The introduction of smartphones and tablets has heavily affected the market share of personal computers, or PCs. Globally, the PC market shrank by 13.9% in the first quarter of 2013, compared to last year's first quarter. The 2012 shipments were ruled by smartphones and tablets covering 70.8%, compared to 29.2% of desktop and portable PCs. I have analyzed two PC manufacturing companies that are diverting their focus from the PC segment. Let's find out what strategies these companies have developed to sustain in the market.
Protecting PC margins
The IDC report described personal desktop sales for Hewlett-Packard (NYSE:HPQ) as negative, with a decline of 24% year over year. Overall, the personal desktop market was down by 14% year over year at the end of 2012. This led HP to a loose a revenue opportunity worth $1 billion. Earlier, during every Windows operating system, or OS, update, demand for personal computers was witnessed. But with the Windows 8 OS, sales have declined at a high rate. It has sold only 40 million licenses in the past five months, compared to 60 million sold in the first two months of the launch on Oct. 30, 2012. Analysts expect a further 5% - 8% decline in PC sales in the second half of 2013. Comparatively, Dell (NASDAQ:DELL) saw a fall of 11% year over year in first quarter of 2013. Dell has always priced its products aggressively, keeping in mind the nature of competition, as well as the trend in the market. The prior weaker shipments will pressurize the company to price more aggressively. This will further weaken its gross margin. Therefore, a further fall of 6.4% in revenue is expected in the second half of the fiscal year. I will not advise investors to make any position in Dell for now.

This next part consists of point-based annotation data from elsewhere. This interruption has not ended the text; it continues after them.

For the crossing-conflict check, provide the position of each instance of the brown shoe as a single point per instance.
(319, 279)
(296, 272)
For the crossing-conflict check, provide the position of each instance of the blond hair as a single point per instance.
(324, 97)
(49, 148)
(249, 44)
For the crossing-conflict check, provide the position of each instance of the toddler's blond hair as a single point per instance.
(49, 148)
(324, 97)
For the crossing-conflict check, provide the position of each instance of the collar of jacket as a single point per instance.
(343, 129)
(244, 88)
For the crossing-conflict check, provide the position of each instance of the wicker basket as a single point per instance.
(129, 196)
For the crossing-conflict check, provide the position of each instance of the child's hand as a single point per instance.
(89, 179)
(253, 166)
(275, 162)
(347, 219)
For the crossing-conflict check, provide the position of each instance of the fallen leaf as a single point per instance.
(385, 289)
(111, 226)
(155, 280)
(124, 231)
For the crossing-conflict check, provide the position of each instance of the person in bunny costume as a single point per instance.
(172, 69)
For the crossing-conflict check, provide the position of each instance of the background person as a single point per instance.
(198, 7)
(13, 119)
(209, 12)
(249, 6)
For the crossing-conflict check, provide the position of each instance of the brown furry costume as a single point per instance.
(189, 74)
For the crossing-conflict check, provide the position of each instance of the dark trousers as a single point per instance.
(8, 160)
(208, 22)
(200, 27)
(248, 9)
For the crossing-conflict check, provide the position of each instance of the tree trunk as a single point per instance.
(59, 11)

On the other hand, HP is gaining on its financial service business. HP's Financial Services is dependent on its interest-earning assets. It consists of equipment on operating lease, capitalized profit on inter-company leases, and financial receivables. Its assets increased from $9 billion in 2007 to $12.6 billion in 2012. This increase in growth is due to financing origination, where a huge amount of financing for equipment- or software-related services is provided to customers. The above figures reflect higher sales that are expected to grow to $14 billion by 2014.
HP announced last year in May that it has planned a restructuring model to properly streamline its business processes. The company plans to cut its headcount by 29,000 by the end of this year. It has already reduced 18,800 jobs. HP plans savings of $3 billion to $3.5 billion from this restructuring plan every year.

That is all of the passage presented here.